Splitting on each match avoids having more than one tag by the same name in a sequence, which makes it easier to reason about and work with tags.

match split is essential for 2 common use cases. The first one is “sessionization” - breaking user activity into shorter “sessions” of interest, for example:

// Find what users do after every visit to "search_page"
match split search_page

// Split into sessions based on 1 hour of inactivity
match split Session()+
// Require duration between the last event of each match and the next event to be over 1 hour
  if duration(Session[-1], SUFFIX[0]) > 1h

Note that events before the first match get split into its own sequence and are labelled with a PREFIX tag. Events between matches stay together with the prior match and are labelled as SUFFIX.

Resulting sequences are also assigned 2 implicit sequence dimensions:

match_count - the number of matches in a sequence before the split (not counting the optional PREFIX sequence)
match_index - index of a match in a sequence before the split, starting from 1 (the optional PREFIX sequence gets the index of 0).
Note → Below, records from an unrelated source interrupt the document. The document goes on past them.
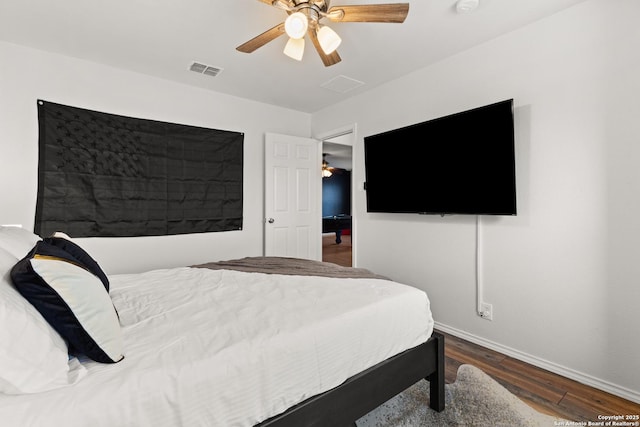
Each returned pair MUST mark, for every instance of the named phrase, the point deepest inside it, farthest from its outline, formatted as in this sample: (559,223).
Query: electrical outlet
(487,311)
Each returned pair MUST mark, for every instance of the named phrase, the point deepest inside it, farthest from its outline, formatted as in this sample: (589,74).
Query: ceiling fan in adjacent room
(304,19)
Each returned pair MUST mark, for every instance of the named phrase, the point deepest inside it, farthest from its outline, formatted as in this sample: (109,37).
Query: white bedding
(225,348)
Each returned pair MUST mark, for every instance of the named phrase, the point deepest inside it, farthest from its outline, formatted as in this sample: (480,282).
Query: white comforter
(224,348)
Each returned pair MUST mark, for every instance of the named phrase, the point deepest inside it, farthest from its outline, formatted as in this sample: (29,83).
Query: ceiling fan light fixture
(296,25)
(294,49)
(329,40)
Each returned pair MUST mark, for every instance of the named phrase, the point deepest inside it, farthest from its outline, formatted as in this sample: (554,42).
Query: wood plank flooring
(544,391)
(336,253)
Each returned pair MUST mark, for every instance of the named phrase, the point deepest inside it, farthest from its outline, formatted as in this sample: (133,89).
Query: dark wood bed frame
(360,394)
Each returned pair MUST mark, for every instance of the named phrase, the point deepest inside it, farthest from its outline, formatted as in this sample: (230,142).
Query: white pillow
(33,357)
(17,241)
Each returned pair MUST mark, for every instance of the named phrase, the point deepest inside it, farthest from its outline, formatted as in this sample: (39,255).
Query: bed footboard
(369,389)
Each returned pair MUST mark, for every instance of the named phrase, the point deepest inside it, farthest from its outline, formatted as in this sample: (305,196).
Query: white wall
(563,276)
(27,75)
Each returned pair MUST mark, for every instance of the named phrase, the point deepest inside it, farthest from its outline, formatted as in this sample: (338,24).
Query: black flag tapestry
(102,175)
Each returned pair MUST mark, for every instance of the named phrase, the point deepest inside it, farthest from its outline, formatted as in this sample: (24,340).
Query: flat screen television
(463,163)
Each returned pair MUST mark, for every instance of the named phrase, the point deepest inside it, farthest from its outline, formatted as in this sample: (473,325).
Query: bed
(253,342)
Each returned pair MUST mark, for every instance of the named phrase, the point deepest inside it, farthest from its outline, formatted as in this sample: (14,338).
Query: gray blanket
(290,266)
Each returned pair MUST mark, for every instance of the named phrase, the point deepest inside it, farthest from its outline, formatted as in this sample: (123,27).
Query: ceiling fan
(304,19)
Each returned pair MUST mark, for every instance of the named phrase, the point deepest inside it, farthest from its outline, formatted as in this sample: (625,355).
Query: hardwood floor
(546,392)
(336,253)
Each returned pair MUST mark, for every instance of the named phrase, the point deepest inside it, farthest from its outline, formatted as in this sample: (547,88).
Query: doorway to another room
(337,226)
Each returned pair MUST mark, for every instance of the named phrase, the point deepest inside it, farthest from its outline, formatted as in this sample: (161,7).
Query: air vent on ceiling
(342,84)
(205,69)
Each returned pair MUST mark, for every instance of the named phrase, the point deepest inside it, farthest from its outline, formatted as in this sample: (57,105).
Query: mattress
(228,348)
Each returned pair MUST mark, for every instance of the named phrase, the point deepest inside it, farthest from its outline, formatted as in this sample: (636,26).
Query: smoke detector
(466,6)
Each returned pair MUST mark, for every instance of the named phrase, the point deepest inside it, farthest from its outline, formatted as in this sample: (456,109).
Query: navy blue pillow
(79,255)
(72,299)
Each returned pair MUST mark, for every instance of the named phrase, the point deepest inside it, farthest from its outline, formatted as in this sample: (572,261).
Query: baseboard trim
(589,380)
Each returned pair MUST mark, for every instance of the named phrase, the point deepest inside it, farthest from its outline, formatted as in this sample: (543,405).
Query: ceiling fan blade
(328,60)
(394,13)
(262,39)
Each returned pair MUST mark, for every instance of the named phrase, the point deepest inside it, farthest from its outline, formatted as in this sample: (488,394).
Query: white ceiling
(163,37)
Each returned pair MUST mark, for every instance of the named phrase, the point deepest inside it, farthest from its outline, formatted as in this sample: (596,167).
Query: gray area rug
(474,399)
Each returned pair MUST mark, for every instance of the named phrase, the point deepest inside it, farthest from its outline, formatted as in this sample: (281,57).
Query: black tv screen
(463,163)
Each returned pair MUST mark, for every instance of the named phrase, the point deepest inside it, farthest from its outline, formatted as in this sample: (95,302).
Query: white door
(292,197)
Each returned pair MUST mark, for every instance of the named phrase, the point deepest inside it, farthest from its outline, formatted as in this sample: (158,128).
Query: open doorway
(337,224)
The second common use case for using match split is labelling all matches, working on them in separate sub-sequences and then merging them back together. The final step of putting sub-sequences back together is done in SOL using combine operation.

combine gif

Here is an example:

// Compute total spend by a user across all purchases
match split purchase
set spend = purchase.price
combine total_spend = sum(spend)
// Now user sequences have a "total_spend" sequence dimension

combine deletes sequence dimensions, which were set or updated after the previous match split unless it is provided with aggregation logic. In the example above, spend dimension is deleted after merging the sequences and instead a new aggregated total_spend dimension is created. You can think of it as scoping sequence dimensions to the match split / combine query block.

Other common situations for using combine are removing and renaming events and coarsening sequences, which are discussed in detail in the “Replacing” section.

Note that combine removes previously assigned tags to avoid having multiple tags by the same name on merged sequences.

A SOL query can have nested match split and combine operations such as:

match split A...
...
match split B...
...
combine
...
combine

In this case you can think of splitting and combining working as a stack, with each combine unwinding only the latest match split.